Retos descomunales

El acuerdo parcial del punto cuarto de la Agenda de La Habana —‘Solución al problema de las drogas ilícitas’— mantiene inamovible la política antidrogas que ha venido aplicando Colombia durante varias décadas.

Ricardo Vargas Meza * / Especial para El Espectador
28 de septiembre de 2014 - 02:00 a. m.
El acuerdo concluye que los cultivos ilegales son producto de la exclusión, marginalidad y falta de acceso a la tierra de gran parte de la población rural.  / AFP
El acuerdo concluye que los cultivos ilegales son producto de la exclusión, marginalidad y falta de acceso a la tierra de gran parte de la población rural. / AFP

Si bien en su parte introductoria incorpora principios que reconocen la existencia de condiciones de marginalidad, pobreza y ausencia de desarrollo como coadyuvantes de la presencia de una economía ilegal de la coca, el acuerdo se fundamenta en narrativas que consideran el narcotráfico como un ‘flagelo’, una amenaza externa que azotó y distorsionó la vida de la sociedad, las instituciones y alimentó financieramente el conflicto armado.

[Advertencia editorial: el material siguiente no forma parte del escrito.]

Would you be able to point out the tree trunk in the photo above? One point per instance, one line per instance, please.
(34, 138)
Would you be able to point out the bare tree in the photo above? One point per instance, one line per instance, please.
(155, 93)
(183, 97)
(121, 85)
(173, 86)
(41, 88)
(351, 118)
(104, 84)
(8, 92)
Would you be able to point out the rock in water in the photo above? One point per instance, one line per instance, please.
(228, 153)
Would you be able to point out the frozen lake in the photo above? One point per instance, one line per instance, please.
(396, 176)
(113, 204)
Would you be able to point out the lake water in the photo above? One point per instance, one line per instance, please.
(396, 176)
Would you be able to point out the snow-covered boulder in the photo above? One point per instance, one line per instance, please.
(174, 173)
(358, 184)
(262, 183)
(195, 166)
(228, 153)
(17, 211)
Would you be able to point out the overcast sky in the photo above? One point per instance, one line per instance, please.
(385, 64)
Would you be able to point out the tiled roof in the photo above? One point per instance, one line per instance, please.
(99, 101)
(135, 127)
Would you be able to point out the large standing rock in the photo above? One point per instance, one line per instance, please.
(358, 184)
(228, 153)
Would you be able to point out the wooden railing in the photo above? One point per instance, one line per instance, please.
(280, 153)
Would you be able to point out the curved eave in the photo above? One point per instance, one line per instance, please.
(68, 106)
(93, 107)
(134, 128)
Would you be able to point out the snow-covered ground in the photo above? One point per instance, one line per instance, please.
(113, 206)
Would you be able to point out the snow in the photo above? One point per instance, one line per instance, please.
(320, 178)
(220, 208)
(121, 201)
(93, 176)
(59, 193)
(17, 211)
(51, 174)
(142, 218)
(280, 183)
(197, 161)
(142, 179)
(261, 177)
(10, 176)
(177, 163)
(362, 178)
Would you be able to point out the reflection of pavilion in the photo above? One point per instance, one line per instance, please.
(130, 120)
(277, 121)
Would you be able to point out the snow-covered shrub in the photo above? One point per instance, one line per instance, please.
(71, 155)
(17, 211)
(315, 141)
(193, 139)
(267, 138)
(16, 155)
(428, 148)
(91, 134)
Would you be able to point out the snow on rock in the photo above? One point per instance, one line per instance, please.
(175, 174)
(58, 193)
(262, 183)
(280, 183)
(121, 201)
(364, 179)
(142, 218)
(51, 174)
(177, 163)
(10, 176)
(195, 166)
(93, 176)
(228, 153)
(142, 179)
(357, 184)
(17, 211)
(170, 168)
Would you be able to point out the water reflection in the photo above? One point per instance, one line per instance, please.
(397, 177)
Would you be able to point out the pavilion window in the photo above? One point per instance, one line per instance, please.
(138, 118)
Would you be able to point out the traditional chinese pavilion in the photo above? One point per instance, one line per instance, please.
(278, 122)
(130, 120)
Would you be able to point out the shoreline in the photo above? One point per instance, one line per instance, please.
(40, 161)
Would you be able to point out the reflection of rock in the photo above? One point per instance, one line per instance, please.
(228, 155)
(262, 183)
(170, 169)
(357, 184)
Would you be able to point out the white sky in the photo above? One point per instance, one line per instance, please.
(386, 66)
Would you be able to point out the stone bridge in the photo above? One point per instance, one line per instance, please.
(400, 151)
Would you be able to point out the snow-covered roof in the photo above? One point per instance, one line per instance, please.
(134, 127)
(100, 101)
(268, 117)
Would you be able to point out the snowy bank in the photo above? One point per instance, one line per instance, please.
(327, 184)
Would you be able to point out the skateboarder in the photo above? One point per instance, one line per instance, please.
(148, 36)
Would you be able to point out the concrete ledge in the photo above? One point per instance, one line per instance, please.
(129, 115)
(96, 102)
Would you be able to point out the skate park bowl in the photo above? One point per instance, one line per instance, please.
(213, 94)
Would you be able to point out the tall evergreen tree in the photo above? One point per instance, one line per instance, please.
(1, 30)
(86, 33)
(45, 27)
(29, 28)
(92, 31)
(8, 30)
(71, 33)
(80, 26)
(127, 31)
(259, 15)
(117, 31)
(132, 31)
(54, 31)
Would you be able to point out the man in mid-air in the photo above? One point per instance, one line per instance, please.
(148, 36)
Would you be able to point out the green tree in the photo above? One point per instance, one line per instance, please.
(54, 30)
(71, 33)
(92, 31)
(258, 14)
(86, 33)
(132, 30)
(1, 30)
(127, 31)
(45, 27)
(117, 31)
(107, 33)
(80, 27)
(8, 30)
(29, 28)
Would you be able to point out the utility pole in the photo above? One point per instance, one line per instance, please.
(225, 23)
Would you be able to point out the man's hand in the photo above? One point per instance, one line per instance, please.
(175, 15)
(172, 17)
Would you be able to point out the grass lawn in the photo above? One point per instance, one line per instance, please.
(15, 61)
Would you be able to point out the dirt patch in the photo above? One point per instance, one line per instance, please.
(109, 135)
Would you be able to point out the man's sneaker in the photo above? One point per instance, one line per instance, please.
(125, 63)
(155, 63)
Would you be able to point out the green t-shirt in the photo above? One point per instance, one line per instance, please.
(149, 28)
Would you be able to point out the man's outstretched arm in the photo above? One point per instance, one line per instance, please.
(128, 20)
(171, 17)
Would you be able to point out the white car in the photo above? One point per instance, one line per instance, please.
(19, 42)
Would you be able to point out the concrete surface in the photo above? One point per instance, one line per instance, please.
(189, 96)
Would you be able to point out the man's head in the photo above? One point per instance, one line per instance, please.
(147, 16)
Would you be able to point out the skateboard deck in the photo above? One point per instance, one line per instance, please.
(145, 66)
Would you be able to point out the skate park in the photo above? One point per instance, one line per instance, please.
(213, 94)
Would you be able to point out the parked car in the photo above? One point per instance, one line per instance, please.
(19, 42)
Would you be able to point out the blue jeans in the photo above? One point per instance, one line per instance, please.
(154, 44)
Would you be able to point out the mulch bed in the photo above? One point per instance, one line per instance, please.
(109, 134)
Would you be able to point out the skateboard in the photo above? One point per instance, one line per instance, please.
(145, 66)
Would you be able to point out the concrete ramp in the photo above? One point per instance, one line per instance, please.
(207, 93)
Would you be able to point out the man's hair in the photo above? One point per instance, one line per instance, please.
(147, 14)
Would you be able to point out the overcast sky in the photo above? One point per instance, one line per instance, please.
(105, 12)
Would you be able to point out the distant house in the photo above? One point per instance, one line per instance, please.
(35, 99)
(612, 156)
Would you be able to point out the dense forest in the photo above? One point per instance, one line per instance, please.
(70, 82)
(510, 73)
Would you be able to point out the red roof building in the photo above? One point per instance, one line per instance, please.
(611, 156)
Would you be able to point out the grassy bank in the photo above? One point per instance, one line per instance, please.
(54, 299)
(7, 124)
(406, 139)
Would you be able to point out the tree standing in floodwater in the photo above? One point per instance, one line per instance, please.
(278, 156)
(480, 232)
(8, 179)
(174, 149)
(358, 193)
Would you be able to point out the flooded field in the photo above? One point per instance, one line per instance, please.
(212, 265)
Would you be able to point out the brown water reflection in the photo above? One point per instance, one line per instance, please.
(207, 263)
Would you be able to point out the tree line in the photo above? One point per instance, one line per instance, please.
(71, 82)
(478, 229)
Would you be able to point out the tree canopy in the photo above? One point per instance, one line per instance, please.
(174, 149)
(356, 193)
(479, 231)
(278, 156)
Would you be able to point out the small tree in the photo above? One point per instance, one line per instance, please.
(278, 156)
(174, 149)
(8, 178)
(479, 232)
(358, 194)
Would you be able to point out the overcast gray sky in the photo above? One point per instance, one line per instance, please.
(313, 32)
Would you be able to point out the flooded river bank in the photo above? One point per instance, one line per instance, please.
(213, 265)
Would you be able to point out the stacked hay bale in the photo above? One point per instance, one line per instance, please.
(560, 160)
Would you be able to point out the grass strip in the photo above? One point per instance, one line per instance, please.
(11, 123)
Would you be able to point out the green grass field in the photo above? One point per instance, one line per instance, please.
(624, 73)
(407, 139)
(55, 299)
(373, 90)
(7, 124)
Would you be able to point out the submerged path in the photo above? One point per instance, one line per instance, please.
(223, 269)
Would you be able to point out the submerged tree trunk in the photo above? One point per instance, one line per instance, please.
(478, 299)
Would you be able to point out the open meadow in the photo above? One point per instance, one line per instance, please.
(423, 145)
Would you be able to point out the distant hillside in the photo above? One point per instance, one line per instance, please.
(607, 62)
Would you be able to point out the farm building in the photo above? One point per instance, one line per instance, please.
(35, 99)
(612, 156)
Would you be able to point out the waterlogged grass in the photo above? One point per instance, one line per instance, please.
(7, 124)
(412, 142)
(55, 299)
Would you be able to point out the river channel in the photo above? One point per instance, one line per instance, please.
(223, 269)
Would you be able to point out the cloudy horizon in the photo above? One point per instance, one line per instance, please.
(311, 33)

En consecuencia, el acuerdo hace un llamado a la superación de esa situación, en camino a la solución definitiva del problema de las drogas. Dicha solución acoge la prolongación de la estrategia vigente contra los psicoactivos declarados ilegales y busca incorporar algunos elementos de reducción de daños, no de las políticas, sino de las drogas ilícitas. Esa superación se concreta en el escenario deseable para la prohibición de ‘cero coca’ y ‘cero narcotráfico’. El acuerdo se concentra pues en acciones que se condensan en los contextos de los cultivos ilícitos y un poco marginalmente en referencias al uso interno, así como observaciones generales —digamos un conjunto de buenas intenciones en cabeza del Estado— frente al tráfico y al lavado de activos.

Las referencias al uso de drogas ilícitas no contienen elementos novedosos y sólo hacen un llamado general, aunque pertinente, a la necesidad de un enfoque de derechos humanos y salud pública, pero su contenido se caracteriza por dificultades metodológicas y de conceptualización. Sólo por mencionar algunas omisiones:

• La ausencia de una diferenciación simple entre consumo y adicción o uso problemático.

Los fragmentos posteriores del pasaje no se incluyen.